◆【次代への名言】12月12日・小津安二郎
(産経 2008/12/12)
■「日本的なものが、大きなことを云(い)えば一番世界的に通用するもんなんだ」(小津安二郎)
きょうは小津安二郎のファンにとってはめでたくもあり、悲しくもある日である。明治36(1903)年のきょう、小津は東京・深川で産声をあげた。そして『東京物語』や『生れてはみたけれど』など映画史を飾る数々の名作を遺(のこ)し、60年後のきょう、がんで逝く。
冒頭は昭和30年代前半、『東京物語』が英国の映画祭で好評-と聞いたとき、「日本的なものをぶっつけて、それでわからなければ仕方がない」と言ったあとに続けたことばだ。では小津にとって「日本的なもの」とは何なのか。「『もののあはれ』というテーマで日本人を描くこと」-と別の機会で話している。

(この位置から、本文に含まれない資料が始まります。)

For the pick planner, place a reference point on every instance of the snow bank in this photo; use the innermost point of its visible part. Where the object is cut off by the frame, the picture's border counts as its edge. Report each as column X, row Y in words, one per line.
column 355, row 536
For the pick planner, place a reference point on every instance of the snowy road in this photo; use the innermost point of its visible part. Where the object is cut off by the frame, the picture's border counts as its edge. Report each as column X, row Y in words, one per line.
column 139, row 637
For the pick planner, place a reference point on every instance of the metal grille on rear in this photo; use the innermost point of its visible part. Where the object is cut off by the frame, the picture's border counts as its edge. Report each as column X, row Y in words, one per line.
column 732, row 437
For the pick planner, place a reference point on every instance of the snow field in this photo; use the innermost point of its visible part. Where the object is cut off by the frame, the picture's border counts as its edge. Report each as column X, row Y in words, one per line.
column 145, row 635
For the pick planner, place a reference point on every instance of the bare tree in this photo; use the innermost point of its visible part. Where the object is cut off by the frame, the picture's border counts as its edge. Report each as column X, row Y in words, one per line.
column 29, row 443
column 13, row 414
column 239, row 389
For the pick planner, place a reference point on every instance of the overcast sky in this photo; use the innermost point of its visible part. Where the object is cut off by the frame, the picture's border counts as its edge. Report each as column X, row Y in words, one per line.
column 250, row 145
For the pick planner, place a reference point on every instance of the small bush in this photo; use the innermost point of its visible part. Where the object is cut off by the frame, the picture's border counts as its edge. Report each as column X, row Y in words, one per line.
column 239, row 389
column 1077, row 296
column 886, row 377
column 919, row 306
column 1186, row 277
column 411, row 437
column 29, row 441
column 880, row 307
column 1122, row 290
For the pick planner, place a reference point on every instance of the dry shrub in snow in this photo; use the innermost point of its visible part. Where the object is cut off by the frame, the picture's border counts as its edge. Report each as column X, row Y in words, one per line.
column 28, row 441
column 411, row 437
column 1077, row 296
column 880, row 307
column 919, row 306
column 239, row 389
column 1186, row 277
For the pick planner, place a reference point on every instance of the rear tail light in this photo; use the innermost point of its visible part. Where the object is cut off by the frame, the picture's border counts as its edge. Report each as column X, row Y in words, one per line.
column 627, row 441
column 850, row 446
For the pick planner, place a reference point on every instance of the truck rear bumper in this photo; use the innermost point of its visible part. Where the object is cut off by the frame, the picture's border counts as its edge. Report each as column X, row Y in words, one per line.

そんな小津だが、先の大戦でシンガポールに従軍後、帰国したとき、戦後の世相は「汚い」と感じた。「こんなものは私は嫌いです。だけれども、それと共(とも)につつましく、美しく、そして潔(きよ)らかに咲いている生命もあるんです。これだって現実だ」(以上、引用は『小津安二郎戦後語録集成』)-。
だから小津は「泥中の蓮(はす)」を描き、銀幕に美しい日本人の肖像を遺した。観客であるわれわれは、その姿を現実の世界で再現し、後世に伝えるという難役を、この名匠から与えられている。